Улыбаясь, он со счастливым видом затянулся. Вслед за этим последовал взрыв кашля, встреченный дружным смехом. Калинка не обиделся, а жена его посмотрела на своего мужа с таким видом, будто тот сошел с ума.
Со слезящимися глазами русский залпом выпил стакан водки и вновь воткнул в зубы сигару, хотя на этот раз уже не так радостно.
— И что за удовольствие вы, янки, в этом находите? — наконец просипел он, изрядно позеленев лицом.
— Вот и я иногда удивляюсь, — откликнулся Эмил. — Всегда подозревал, что эта дрянная привычка может свести человека в могилу.
— Вы очень загадочный народ, — продолжал Калинка, вынув сигару изо рта и задумчиво глядя на нее, подражая поведению Эндрю, который таким образом обычно курил трубку.
— В каком смысле? — с любопытством поинтересовался Эндрю.

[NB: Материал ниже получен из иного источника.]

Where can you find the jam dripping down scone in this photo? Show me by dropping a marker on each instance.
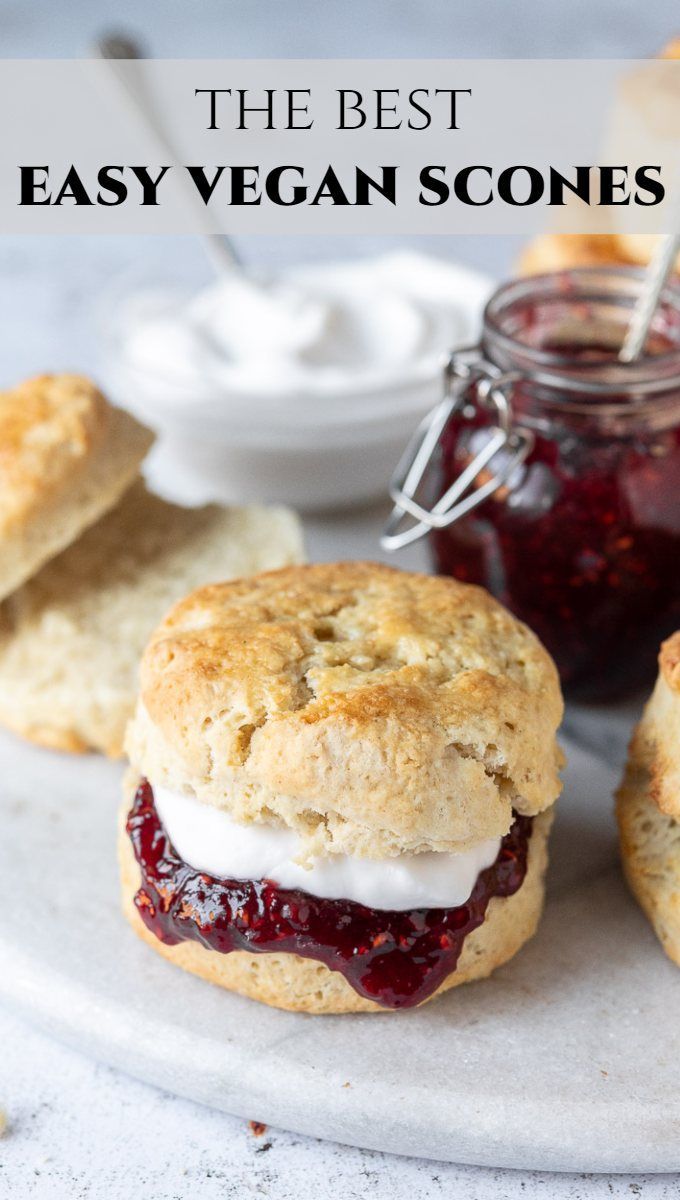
(341, 786)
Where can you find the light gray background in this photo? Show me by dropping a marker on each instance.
(78, 1129)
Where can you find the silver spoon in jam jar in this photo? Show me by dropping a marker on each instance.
(647, 304)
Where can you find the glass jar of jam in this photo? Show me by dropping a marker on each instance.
(551, 473)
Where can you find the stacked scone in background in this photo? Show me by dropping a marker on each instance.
(341, 787)
(648, 804)
(90, 561)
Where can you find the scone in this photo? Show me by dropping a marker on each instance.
(648, 804)
(66, 457)
(564, 251)
(341, 786)
(559, 252)
(71, 637)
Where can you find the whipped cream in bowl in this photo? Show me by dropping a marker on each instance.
(300, 387)
(210, 840)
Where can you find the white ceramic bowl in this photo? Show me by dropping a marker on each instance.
(337, 450)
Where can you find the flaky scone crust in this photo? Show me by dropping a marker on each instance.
(66, 456)
(72, 636)
(373, 711)
(650, 849)
(656, 741)
(304, 985)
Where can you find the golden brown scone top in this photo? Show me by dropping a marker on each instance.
(669, 661)
(49, 427)
(373, 711)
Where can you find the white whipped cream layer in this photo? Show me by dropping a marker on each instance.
(210, 840)
(331, 331)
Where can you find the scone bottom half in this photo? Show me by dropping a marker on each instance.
(311, 949)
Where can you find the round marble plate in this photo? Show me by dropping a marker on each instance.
(566, 1059)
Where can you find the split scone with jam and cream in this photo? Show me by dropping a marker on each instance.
(648, 804)
(341, 787)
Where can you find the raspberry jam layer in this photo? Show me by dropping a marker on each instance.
(583, 545)
(396, 959)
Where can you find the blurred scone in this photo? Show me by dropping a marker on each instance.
(71, 637)
(648, 804)
(341, 783)
(66, 457)
(559, 252)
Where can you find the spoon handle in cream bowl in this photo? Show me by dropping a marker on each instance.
(115, 48)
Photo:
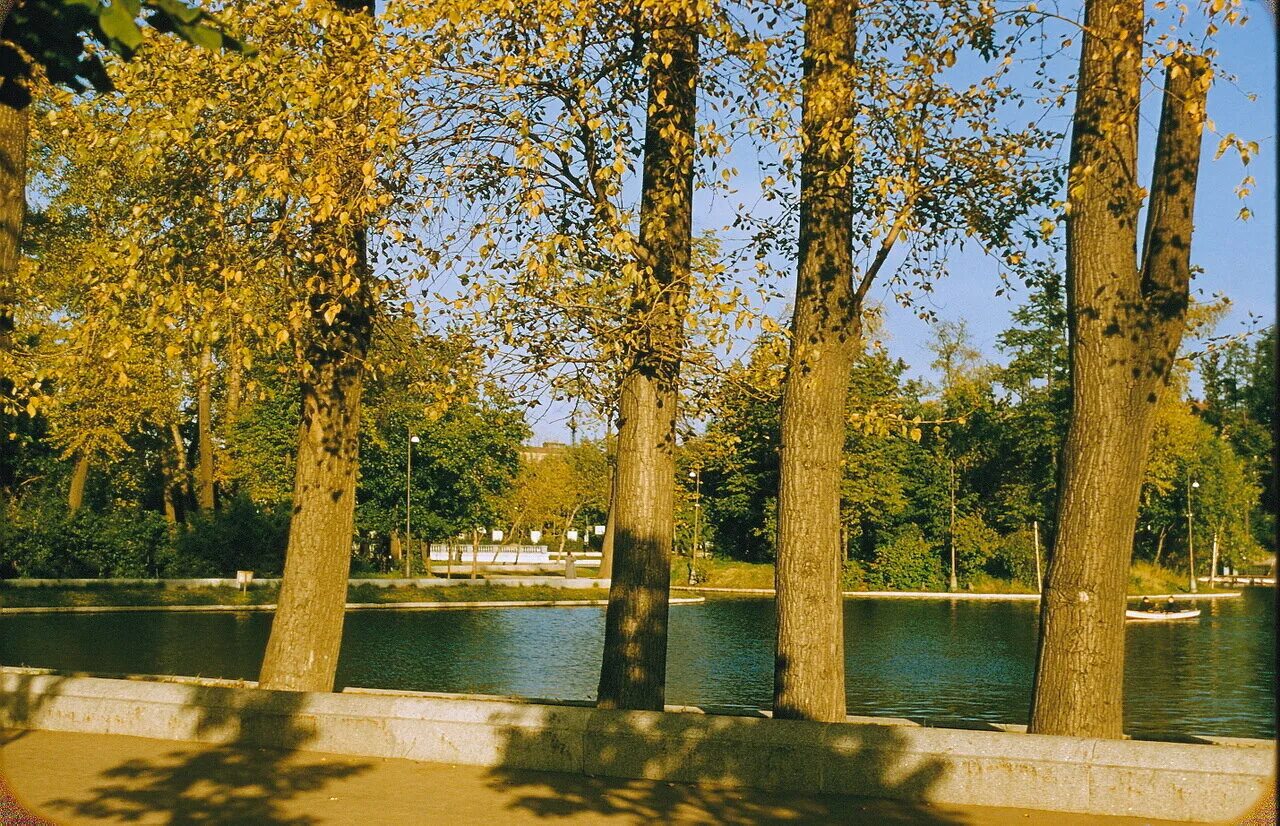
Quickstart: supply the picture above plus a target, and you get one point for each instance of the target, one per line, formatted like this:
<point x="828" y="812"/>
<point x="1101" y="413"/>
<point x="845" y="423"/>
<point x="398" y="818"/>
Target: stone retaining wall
<point x="883" y="758"/>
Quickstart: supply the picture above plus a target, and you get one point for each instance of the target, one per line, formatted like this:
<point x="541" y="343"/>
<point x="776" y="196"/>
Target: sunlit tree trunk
<point x="634" y="667"/>
<point x="1127" y="322"/>
<point x="306" y="633"/>
<point x="13" y="204"/>
<point x="809" y="666"/>
<point x="80" y="475"/>
<point x="182" y="475"/>
<point x="205" y="432"/>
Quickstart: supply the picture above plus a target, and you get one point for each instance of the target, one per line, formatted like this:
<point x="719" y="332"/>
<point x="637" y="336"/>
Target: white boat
<point x="1161" y="616"/>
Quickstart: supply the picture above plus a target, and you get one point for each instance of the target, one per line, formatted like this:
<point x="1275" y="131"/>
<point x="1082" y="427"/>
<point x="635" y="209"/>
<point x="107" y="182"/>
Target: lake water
<point x="927" y="660"/>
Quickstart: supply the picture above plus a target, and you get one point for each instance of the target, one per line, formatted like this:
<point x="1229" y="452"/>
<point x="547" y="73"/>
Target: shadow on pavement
<point x="234" y="781"/>
<point x="728" y="775"/>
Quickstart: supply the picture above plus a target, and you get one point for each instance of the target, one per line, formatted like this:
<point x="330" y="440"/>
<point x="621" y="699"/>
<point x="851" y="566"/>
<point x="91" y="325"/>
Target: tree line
<point x="241" y="224"/>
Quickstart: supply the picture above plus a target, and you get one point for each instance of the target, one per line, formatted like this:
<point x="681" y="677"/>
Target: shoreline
<point x="350" y="606"/>
<point x="936" y="594"/>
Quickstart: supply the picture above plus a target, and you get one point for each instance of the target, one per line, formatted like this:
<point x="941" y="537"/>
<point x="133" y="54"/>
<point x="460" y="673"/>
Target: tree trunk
<point x="205" y="432"/>
<point x="1125" y="327"/>
<point x="634" y="667"/>
<point x="809" y="665"/>
<point x="607" y="541"/>
<point x="13" y="205"/>
<point x="234" y="379"/>
<point x="306" y="633"/>
<point x="80" y="475"/>
<point x="181" y="471"/>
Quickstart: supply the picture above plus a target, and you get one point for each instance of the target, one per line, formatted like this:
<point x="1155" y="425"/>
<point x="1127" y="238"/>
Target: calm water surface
<point x="937" y="661"/>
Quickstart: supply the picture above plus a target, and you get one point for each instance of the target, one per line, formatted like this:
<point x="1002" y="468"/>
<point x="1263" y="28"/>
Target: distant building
<point x="536" y="453"/>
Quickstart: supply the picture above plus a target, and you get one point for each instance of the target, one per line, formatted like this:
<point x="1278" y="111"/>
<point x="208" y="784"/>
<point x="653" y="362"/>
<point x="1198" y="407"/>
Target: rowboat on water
<point x="1161" y="616"/>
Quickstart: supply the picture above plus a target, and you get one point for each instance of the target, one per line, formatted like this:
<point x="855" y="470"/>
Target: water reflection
<point x="940" y="661"/>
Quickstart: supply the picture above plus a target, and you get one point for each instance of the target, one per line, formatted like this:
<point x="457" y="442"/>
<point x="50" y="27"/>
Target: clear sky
<point x="1238" y="258"/>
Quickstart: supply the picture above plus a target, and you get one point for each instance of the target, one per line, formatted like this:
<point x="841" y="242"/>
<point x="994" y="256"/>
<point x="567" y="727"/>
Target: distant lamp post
<point x="696" y="475"/>
<point x="1191" y="541"/>
<point x="408" y="503"/>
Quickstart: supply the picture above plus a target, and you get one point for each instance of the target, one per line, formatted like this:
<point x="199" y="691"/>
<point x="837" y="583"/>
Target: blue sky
<point x="1238" y="258"/>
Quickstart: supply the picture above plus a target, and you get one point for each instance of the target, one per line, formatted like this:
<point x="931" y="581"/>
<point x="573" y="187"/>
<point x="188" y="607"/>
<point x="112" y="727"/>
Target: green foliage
<point x="126" y="542"/>
<point x="977" y="546"/>
<point x="853" y="576"/>
<point x="240" y="537"/>
<point x="906" y="562"/>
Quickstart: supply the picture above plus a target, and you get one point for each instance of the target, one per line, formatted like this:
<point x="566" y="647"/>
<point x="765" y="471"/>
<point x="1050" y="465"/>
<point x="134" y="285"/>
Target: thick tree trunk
<point x="607" y="541"/>
<point x="170" y="510"/>
<point x="205" y="432"/>
<point x="634" y="667"/>
<point x="13" y="204"/>
<point x="80" y="475"/>
<point x="234" y="380"/>
<point x="809" y="666"/>
<point x="1125" y="327"/>
<point x="306" y="633"/>
<point x="181" y="470"/>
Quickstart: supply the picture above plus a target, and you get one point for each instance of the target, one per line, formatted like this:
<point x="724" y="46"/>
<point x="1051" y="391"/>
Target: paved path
<point x="113" y="779"/>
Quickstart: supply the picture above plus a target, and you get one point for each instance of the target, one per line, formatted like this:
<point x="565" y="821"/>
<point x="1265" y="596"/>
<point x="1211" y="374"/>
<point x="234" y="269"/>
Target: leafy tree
<point x="891" y="155"/>
<point x="1127" y="319"/>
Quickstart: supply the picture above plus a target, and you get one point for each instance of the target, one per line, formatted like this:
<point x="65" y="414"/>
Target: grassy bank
<point x="1144" y="578"/>
<point x="55" y="596"/>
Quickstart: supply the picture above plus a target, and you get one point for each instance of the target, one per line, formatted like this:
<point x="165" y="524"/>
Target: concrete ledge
<point x="420" y="582"/>
<point x="351" y="606"/>
<point x="882" y="758"/>
<point x="929" y="594"/>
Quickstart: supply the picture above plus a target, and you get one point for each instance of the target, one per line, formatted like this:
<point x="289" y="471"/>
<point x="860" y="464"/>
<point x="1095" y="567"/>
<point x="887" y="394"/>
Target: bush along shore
<point x="108" y="594"/>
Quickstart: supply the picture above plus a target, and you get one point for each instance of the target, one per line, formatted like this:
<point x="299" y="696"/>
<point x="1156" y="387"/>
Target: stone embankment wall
<point x="882" y="758"/>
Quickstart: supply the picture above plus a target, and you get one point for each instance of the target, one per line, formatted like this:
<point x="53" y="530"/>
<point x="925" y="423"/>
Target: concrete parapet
<point x="883" y="758"/>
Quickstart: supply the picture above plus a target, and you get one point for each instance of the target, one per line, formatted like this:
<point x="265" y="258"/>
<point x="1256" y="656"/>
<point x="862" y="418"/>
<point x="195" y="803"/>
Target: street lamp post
<point x="1191" y="541"/>
<point x="696" y="475"/>
<point x="408" y="507"/>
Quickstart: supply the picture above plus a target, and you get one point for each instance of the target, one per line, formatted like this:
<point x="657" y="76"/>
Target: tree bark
<point x="205" y="432"/>
<point x="1125" y="323"/>
<point x="306" y="633"/>
<point x="634" y="667"/>
<point x="607" y="541"/>
<point x="234" y="379"/>
<point x="80" y="475"/>
<point x="181" y="470"/>
<point x="13" y="208"/>
<point x="809" y="665"/>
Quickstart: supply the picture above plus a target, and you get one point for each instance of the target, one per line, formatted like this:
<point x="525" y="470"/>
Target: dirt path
<point x="113" y="779"/>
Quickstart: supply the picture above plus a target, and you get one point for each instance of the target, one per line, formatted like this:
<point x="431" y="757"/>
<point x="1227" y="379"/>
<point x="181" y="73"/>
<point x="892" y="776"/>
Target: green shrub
<point x="906" y="562"/>
<point x="977" y="544"/>
<point x="853" y="576"/>
<point x="129" y="543"/>
<point x="238" y="537"/>
<point x="1015" y="558"/>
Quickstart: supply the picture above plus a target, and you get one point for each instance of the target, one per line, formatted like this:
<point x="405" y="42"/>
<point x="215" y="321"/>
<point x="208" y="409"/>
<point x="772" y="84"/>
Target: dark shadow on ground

— Ну, например, этот ваш Союз. Странно как-то. Ваш солдат Готорн рассказывал мне о боярине Линкольне. Но тот, о ком он говорит, совсем не похож на боярина. Что это за боярин, который освобождает рабов, и что это за страна, в которой люди сражаются ради того, чтобы сбросить цепи с других?
— Союз, за который мы сражаемся, это и есть наша страна, — объяснил Эндрю и обвел взглядом сидящих за столом. — Все мы здесь добровольно решили вступить в армию, чтобы спасти свою страну. Мы верим, что люди созданы равными.
Калинка недоверчиво посмотрел на полковника и, вновь затянувшись, выпустил клуб дыма.
— Чем лучше я узнаю ваш язык и ваши мысли, тем меньше я понимаю.
— Почему?
— Чего ради знатные люди станут сражаться за освобождение тех, кто родился, чтобы работать в лесах и на полях?
— Ради того, из-за чего появилась наша страна. У нас в Америке нет знатных людей.
— А боярин Линкольн, за которого вы пили?
Эндрю негромко рассмеялся, качая головой. Он слышал, как Линкольна удостаивали различными эпитетами. В самый тяжелый момент войны, перед Геттисбергом, даже он на чем свет ругал Линкольна за то, что тот назначил командовать Потомакской армией полных идиотов. Однако это было право солдата ругать командиров, и он думал, что Линкольн понял бы это. Но чтобы его назвали боярином — такое Эндрю слышал впервые.
— Линкольн не боярин и даже не знатный человек. Он из крестьян, как мы с тобой. Дом, в котором он родился, это такая же хижина, как те, в которых теперь живу я и мои солдаты. Он один из нас, Калин. В Америке нет ни знати, ни бояр, ни крестьян, только свободные люди с равными правами. У нас были и те, кто думает иначе, и в итоге нам пришлось сразиться с ними ради прекращения рабства.